3.1. Ferroptosis-Related lncRNAs in Colon Cancer

We confirmed 1,241 differentially expressed ferroptosis-related lncRNAs of 39 normal colon tissues and 379 colon cancer tissues via coexpression analyses between ferroptosis genes and differentially expressed lncRNAs (p < 0.01, Pearson′s correlation coefficient > 0.3). Univariate Cox regression analyses were conducted to screen overall prognostic ferroptosis-related lncRNAs for 28 differentially expressed lncRNAs: ZEB1-AS1, LINC01011, AC005261.3, LINC01063a, LINC02381, AC068870.2, AL392172.1, ELFN1-AS1, AC009283.1, AL451050.2, LINC02361, AC007128.1, AC105219.1, LINC01836, AC002310.1, AL162586.1, LBX2-AS1, LINC00174, AL161729.4, AL590483.1, AC009948.1, MIR4435-2HG, NKILA, AC021054.1, LINC01138, AL450326.1, AC073508.3, and PCAT6. These lncRNAs were significantly related to the OS of colon cancer patients (p < 0.05; Table S2). Compared with normal colon tissues, four of these lncRNAs (LINC02381, LBX2-AS1, AL450326.1, and AC073508.3) were downregulated in cancer tissues, and 24 were upregulated. Figures 1(a) and 1(b) show the box plots and heatmap.

Figure 1.

Figure 1

Differential expression of ferroptosis-related lncRNAs in colon cancer and adjacent normal tissues. (a) Boxplot. (b) Heatmap. p < 0.05, ∗∗p < 0.01, and ∗∗∗p < 0.001. The univariate Cox regression analysis results showed that 28 ferroptosis-related lncRNAs correlated with overall survival (OS) of colon cancer patients from TCGA database.
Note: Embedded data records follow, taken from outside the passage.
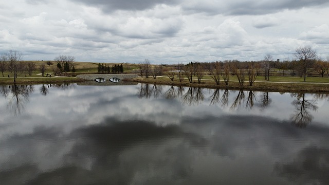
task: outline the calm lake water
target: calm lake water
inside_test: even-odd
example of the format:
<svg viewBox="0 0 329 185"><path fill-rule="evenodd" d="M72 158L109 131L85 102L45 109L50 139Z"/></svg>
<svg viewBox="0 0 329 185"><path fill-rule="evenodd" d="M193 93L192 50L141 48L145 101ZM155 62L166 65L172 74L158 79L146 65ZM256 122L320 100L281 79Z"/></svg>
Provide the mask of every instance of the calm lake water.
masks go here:
<svg viewBox="0 0 329 185"><path fill-rule="evenodd" d="M1 184L329 184L329 96L1 86Z"/></svg>

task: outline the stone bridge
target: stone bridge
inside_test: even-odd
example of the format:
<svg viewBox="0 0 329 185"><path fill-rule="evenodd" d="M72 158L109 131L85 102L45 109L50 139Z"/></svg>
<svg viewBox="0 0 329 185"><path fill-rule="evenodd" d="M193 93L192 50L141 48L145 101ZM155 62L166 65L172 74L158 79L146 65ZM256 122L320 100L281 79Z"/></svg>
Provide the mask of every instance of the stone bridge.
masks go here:
<svg viewBox="0 0 329 185"><path fill-rule="evenodd" d="M105 80L108 81L114 78L116 78L120 80L132 79L138 77L138 75L135 74L92 74L79 75L77 76L77 77L87 80L95 80L97 78L102 78Z"/></svg>

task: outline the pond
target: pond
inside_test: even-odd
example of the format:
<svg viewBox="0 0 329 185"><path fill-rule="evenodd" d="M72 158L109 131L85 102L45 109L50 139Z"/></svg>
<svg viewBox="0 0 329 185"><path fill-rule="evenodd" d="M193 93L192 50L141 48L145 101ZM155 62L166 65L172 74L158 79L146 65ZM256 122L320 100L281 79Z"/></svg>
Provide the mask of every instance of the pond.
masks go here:
<svg viewBox="0 0 329 185"><path fill-rule="evenodd" d="M328 95L94 82L0 86L2 184L329 184Z"/></svg>

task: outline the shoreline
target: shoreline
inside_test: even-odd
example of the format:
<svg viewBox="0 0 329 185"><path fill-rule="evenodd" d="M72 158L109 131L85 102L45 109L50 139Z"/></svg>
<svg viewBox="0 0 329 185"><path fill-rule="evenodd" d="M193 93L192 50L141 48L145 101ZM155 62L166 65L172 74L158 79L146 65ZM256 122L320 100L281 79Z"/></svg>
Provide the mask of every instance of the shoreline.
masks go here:
<svg viewBox="0 0 329 185"><path fill-rule="evenodd" d="M162 77L162 78L161 78ZM2 79L5 79L3 80ZM17 78L15 84L43 84L59 83L78 83L86 81L76 77L53 77L53 78ZM157 79L153 78L138 77L130 79L122 80L124 81L131 81L138 83L173 85L177 86L202 87L211 89L221 89L229 90L255 90L260 91L271 91L279 92L307 92L329 94L329 83L304 83L286 82L257 82L253 83L252 86L249 85L249 82L245 81L244 85L241 86L239 82L230 81L228 85L226 85L224 81L221 81L220 85L216 85L213 80L203 80L202 83L197 83L196 79L193 79L193 83L189 83L185 79L180 82L178 79L171 81L168 78L158 77ZM0 85L13 85L13 78L1 78Z"/></svg>
<svg viewBox="0 0 329 185"><path fill-rule="evenodd" d="M163 79L164 79L163 78ZM189 83L188 80L180 82L178 80L171 81L169 79L164 80L153 78L135 78L132 79L125 79L135 82L173 85L184 87L202 87L211 89L255 90L260 91L270 91L278 92L307 92L329 94L329 84L321 83L295 83L280 82L254 82L252 86L249 85L248 81L245 81L243 86L239 82L230 81L228 85L226 85L224 81L221 81L220 85L215 84L213 80L202 80L202 83L197 82Z"/></svg>

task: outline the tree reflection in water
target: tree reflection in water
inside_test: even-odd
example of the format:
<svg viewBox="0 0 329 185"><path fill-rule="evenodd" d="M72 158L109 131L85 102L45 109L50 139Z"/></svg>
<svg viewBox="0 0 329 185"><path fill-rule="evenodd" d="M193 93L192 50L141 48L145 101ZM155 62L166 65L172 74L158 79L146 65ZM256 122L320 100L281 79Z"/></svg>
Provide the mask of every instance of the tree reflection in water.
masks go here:
<svg viewBox="0 0 329 185"><path fill-rule="evenodd" d="M249 109L252 108L254 102L256 101L256 97L252 90L249 90L248 94L248 98L247 98L247 103L246 103L246 108Z"/></svg>
<svg viewBox="0 0 329 185"><path fill-rule="evenodd" d="M140 87L140 91L139 91L139 98L151 98L151 89L149 84L142 83Z"/></svg>
<svg viewBox="0 0 329 185"><path fill-rule="evenodd" d="M272 100L268 96L268 92L263 92L260 96L260 103L262 110L265 109L272 102Z"/></svg>
<svg viewBox="0 0 329 185"><path fill-rule="evenodd" d="M152 87L151 85L152 85ZM150 98L153 94L154 98L157 98L161 95L162 90L162 86L161 85L142 83L138 97L139 98Z"/></svg>
<svg viewBox="0 0 329 185"><path fill-rule="evenodd" d="M222 96L222 99L221 99L221 105L223 107L226 107L228 105L228 98L229 98L229 91L228 89L225 89L224 92Z"/></svg>
<svg viewBox="0 0 329 185"><path fill-rule="evenodd" d="M48 87L46 87L46 85L45 84L42 84L42 86L40 87L40 92L43 96L47 96L47 94L48 93Z"/></svg>
<svg viewBox="0 0 329 185"><path fill-rule="evenodd" d="M32 85L13 85L9 86L11 98L8 104L9 109L14 115L24 111L24 105L29 101L29 96L34 91Z"/></svg>
<svg viewBox="0 0 329 185"><path fill-rule="evenodd" d="M53 86L63 90L75 87L74 84L58 84ZM52 87L51 84L50 84L50 87ZM49 85L42 85L40 88L40 93L43 96L47 96L49 93ZM29 96L34 91L34 85L0 86L0 94L6 98L8 98L8 110L15 116L21 114L25 110L25 104L29 101Z"/></svg>
<svg viewBox="0 0 329 185"><path fill-rule="evenodd" d="M190 87L181 97L182 103L189 106L198 105L204 99L203 88L200 87Z"/></svg>
<svg viewBox="0 0 329 185"><path fill-rule="evenodd" d="M175 87L172 85L169 89L164 92L166 99L172 99L177 97L177 93L175 90Z"/></svg>
<svg viewBox="0 0 329 185"><path fill-rule="evenodd" d="M291 117L292 123L296 126L304 128L313 119L313 116L309 111L317 110L318 106L315 105L315 100L306 100L304 93L293 93L291 95L291 97L296 97L296 99L291 103L296 108L295 114Z"/></svg>
<svg viewBox="0 0 329 185"><path fill-rule="evenodd" d="M235 98L235 100L231 105L231 109L234 110L236 108L240 108L242 104L243 104L243 102L245 97L245 92L243 91L243 90L240 90L239 91L239 94Z"/></svg>
<svg viewBox="0 0 329 185"><path fill-rule="evenodd" d="M156 84L153 84L153 85L152 91L153 92L153 96L154 98L157 98L162 92L162 86L157 85Z"/></svg>
<svg viewBox="0 0 329 185"><path fill-rule="evenodd" d="M220 89L216 89L214 90L214 92L209 98L210 99L210 104L216 104L220 102Z"/></svg>

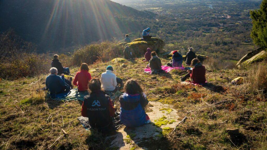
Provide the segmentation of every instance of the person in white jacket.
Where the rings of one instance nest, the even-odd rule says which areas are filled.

3.2. Consensus Clustering for Ferroptosis-Related lncRNAs Was Significantly Correlated with the Characteristics and Survival of Patients with Colon Cancer

To explore the effect of ferroptosis-related lncRNAs in progression of colon cancer, the tumor samples were divided into clusters via the ConsensusClusterPlus R package. We found that k = 2 showed optimal clustering stability from k = 2 to k = 9 according to the cumulative distribution function (CDF) curve of the consensus score (Figure 2(a)). The 379 patients with colon cancer were clustered into clusters 1 (n = 287) and 2 (n = 92). Supplementary Figure 1 shows the CDF curve, relative change in area under the CDF curve, and tracking plots. The OS of cluster 2 was shorter than that of cluster 1 (Figure 2(b)). The clinicopathological features did not differ between the two clusters (Table S3), indicating no heterogeneity between the two clusters (Figure 2(c)).

Figure 2.

Figure 2

Differential clinicopathological features and overall survival of colon cancer patients in clusters 1 and 2. (a) Consensus clustering matrix for k = 2. (b) The Kaplan-Meier curves of overall survival (OS) for patients with colon cancer in clusters 1 and 2; p < 0.05. (c) Heatmap and clinicopathologic features of clusters 1 and 2.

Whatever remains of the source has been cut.